Kenaikan Biaya Visa H-1B Trump Capai Rp1,55 Miliar, AS Justru Bisa Rugi Lebih Besar dari India
KLIKWARTAKU — Keputusan mengejutkan Presiden Donald Trump menaikkan biaya izin kerja H-1B hingga $100 ribu (Rp1,55 miliar) atau sekitar 50 kali lipat, mengguncang dunia teknologi dan imigrasi.
Pengumuman pada Jumat itu langsung memicu kepanikan: perusahaan Silicon Valley melarang staf bepergian, pekerja asing berebut tiket pulang, sementara pengacara imigrasi lembur menafsirkan aturan baru tersebut.
Meski Gedung Putih buru-buru meluruskan bahwa kenaikan biaya hanya berlaku bagi pemohon baru dan bersifat satu kali, masa depan program H-1B tetap penuh ketidakpastian.
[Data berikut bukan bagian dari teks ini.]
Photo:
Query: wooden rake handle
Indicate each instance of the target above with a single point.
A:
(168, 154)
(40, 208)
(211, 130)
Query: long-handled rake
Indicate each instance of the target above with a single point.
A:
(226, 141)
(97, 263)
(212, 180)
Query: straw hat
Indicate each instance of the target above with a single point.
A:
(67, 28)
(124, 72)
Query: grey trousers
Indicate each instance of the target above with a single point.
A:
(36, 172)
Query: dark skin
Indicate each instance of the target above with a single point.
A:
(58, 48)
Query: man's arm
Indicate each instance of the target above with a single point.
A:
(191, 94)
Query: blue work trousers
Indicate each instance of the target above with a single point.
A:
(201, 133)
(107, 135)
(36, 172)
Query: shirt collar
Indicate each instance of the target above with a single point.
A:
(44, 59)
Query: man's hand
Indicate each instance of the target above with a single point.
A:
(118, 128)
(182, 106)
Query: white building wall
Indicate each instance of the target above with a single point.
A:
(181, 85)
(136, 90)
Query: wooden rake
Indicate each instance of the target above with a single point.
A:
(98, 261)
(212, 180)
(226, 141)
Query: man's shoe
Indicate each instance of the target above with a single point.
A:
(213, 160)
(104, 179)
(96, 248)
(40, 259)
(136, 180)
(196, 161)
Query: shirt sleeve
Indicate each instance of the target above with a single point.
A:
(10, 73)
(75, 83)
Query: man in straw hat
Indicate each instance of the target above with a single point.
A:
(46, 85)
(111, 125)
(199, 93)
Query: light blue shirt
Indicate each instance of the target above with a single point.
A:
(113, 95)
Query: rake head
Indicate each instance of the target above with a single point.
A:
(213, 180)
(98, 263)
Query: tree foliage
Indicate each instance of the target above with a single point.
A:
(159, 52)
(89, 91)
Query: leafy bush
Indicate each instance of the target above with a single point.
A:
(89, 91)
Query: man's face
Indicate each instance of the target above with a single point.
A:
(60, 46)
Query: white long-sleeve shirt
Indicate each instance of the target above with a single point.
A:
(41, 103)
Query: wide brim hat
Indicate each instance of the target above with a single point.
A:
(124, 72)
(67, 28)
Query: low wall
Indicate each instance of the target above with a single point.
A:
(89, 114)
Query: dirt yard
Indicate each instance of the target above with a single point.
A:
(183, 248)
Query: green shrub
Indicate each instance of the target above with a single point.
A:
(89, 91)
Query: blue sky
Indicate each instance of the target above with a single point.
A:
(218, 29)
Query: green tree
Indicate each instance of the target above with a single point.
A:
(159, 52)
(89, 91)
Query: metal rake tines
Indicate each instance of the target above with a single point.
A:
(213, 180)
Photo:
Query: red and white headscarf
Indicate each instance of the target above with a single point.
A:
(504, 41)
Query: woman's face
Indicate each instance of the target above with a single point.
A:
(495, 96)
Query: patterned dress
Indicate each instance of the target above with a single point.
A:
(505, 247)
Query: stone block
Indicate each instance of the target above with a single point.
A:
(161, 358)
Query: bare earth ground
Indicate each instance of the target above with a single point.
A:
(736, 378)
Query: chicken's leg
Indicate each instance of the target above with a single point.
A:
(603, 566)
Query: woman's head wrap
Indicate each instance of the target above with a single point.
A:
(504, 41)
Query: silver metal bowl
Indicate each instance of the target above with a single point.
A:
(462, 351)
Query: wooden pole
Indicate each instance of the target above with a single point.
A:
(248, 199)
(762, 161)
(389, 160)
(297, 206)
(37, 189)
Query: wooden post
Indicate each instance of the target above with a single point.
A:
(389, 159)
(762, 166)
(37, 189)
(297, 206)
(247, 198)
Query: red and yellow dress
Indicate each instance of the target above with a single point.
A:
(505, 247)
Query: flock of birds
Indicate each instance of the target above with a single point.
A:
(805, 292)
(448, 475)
Program ini selama tiga dekade menjadi jalur utama pekerja terampil India menuju “American Dream” sekaligus sumber talenta vital bagi industri AS.
India memang akan terdampak – lebih dari 70 persen pemegang visa H-1B adalah warga India. Namun analis menilai kerugian lebih besar justru mengancam Amerika Serikat: rumah sakit bisa kekurangan dokter, universitas kesulitan menarik mahasiswa STEM, dan start-up tanpa kekuatan lobi akan kehilangan talenta global.
“Biaya $100 ribu (Rp1,55 miliar) tidak realistis. Gaji median pekerja H-1B baru hanya sekitar $94 ribu (sekitar Rp1,46 miliar) per tahun, artinya sebagian besar bahkan tidak mampu menutup biaya itu,” ujar Gil Guerra, analis kebijakan imigrasi di Niskanen Center.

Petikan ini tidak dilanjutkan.